Good news, I hope: the city has given the Red Hook ball field vendors a reprieve, allowing them time to get their kiosks and trucks up to health code. The articles don’t specify exactly what that entails or whether the requirements are ridiculous or not. And it’s a little unclear whether each vendor or all of them together need to raise the 30k estimated to get up to code. 30k is a lot of money to come up with when you’re selling huaraches and pupusas as cheaply as they do at the ball fields. These vendors are one of the things that make New York a good place to live. They represent the opposite of the mallification of the planet.

Other good news: the city (specifically the Department of Transportation) is proposing to make Prince Street car-free on Sundays from 11am to 6pm. This experiment faces some opposition from car owners in the hood, but for most local residents, and for all the local businesses, it will be a big improvement.

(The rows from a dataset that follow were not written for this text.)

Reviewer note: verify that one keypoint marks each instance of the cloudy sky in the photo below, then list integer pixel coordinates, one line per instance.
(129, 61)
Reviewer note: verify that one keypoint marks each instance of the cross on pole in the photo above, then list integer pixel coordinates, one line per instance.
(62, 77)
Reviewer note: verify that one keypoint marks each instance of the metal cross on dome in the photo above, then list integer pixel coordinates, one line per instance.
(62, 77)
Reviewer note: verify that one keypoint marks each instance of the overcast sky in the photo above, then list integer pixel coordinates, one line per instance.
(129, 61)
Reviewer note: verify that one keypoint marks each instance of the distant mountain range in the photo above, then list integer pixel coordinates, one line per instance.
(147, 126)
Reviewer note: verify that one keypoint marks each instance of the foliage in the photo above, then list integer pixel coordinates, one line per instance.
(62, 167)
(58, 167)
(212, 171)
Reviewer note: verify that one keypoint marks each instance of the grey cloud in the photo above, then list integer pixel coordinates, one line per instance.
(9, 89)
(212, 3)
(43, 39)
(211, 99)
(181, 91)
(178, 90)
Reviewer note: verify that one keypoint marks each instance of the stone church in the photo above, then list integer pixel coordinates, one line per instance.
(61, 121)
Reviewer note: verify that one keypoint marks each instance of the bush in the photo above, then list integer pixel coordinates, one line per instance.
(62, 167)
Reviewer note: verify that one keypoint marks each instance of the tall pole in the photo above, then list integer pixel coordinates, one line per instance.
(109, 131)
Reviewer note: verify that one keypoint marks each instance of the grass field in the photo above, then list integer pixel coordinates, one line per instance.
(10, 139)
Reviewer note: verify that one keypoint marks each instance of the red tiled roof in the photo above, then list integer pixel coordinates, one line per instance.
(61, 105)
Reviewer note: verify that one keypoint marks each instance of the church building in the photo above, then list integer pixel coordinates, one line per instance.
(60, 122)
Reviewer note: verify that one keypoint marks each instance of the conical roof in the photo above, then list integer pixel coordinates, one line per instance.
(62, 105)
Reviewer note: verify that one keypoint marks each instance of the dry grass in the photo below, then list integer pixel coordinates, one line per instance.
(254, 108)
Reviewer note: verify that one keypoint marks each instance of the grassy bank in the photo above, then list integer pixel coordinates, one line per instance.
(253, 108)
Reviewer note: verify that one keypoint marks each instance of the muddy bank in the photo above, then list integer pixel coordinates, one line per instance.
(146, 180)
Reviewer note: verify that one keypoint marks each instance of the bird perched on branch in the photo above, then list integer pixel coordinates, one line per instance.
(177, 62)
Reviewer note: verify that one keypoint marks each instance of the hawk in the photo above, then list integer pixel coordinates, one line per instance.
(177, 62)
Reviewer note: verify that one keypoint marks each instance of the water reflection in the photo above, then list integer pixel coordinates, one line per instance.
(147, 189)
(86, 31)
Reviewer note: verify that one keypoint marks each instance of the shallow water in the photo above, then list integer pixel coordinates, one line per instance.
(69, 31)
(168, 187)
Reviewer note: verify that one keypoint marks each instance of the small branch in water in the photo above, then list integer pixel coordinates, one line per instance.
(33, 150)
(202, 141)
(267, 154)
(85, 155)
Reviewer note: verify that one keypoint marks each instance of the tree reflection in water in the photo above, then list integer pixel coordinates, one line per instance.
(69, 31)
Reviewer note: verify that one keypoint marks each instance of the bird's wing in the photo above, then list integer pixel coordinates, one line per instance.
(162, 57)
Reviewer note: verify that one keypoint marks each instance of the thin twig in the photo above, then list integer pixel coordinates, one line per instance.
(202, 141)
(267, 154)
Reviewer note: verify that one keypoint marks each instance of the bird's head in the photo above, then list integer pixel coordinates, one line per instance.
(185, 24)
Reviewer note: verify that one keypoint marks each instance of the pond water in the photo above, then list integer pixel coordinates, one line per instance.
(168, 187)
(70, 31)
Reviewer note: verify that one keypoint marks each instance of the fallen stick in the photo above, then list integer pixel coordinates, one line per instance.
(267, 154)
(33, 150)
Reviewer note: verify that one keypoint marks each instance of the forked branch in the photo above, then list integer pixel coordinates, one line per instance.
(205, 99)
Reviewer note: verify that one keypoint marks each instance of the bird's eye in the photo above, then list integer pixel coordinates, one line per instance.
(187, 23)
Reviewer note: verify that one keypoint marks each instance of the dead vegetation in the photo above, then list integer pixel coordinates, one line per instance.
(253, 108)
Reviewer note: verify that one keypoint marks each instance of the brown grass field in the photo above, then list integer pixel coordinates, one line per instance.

02.12.2008: Addendum to recent Wired Article (Part II)

Model Number 7: Fan Supported Label/Distribution

Just read the second of a number of articles on Maria Schneider, the jazz composer, and the release of her new album. She’s up for a Grammy, which probably prompted these articles, as her lovely new CD — which isn’t actually a CD — is only available as a download through ArtistShare, her current “record label”. The album, Sky Blue, is a suite composed for a seventeen-piece jazz orchestra, so it must have cost something to record and mix.

ArtistShare offers yet another alternative to the traditional record label deal — another possibility to add to the ever-growing list of other possibilities. Again, it probably wouldn’t work for everyone, but it certainly seems to be working for her. ArtistShare asks the fans of an artist to contribute to the making of a future record. (Obviously, this means the artist must have some fans to begin with, so emerging artists might give this one a pass.) A donation of $9.99 gets you a download of the album when it’s done, along with some texts, notes and images and a few other extras.

But then the deal ramps up in steps. A deeper investment gets you concert tickets and other perks and the highest you can go is 18k, which wouldn’t fund a mega pop record or a project in the cash only business of hip hop, but in this case it gets you a credit as a producer. You can attend the recording sessions, obtain tickets to live shows, and can even attend the Grammy’s with Maria and her producer or label guy.

I imagine that in Maria’s case, she spends a lot of time composing (with either a computer or with pencil and paper). And then the actual recording process might be fairly straightforward — some band rehearsals in any large room before renting a large studio to record the stuff more or less live over the course of a few days. Mixing and post-production could be done in a smaller, cheaper studio. So, though I doubt that 18k for example would cover it all — she works with a large ensemble — the sum would at least take a big bite out of the recording costs.

For the most part, distribution is through digital downloads, so those costs are kept under control (though I think the larger investors get signed hard copies as well as their downloads).

How did she do? Well, pretty good I’d say, though she didn’t win a Grammy this time (she got one in 2004). She got 200k from fan/participants for her record, of which 15% went to the “label”. The rest, 170k, went directly to the artist. (I suspect the recording costs come out of that as well, which must have been at least 20-30k). AND, she didn’t have to give up any of her publishing, which traditional labels often manage to get a big piece of.

Anyway, add this one to the list of possible distribution models.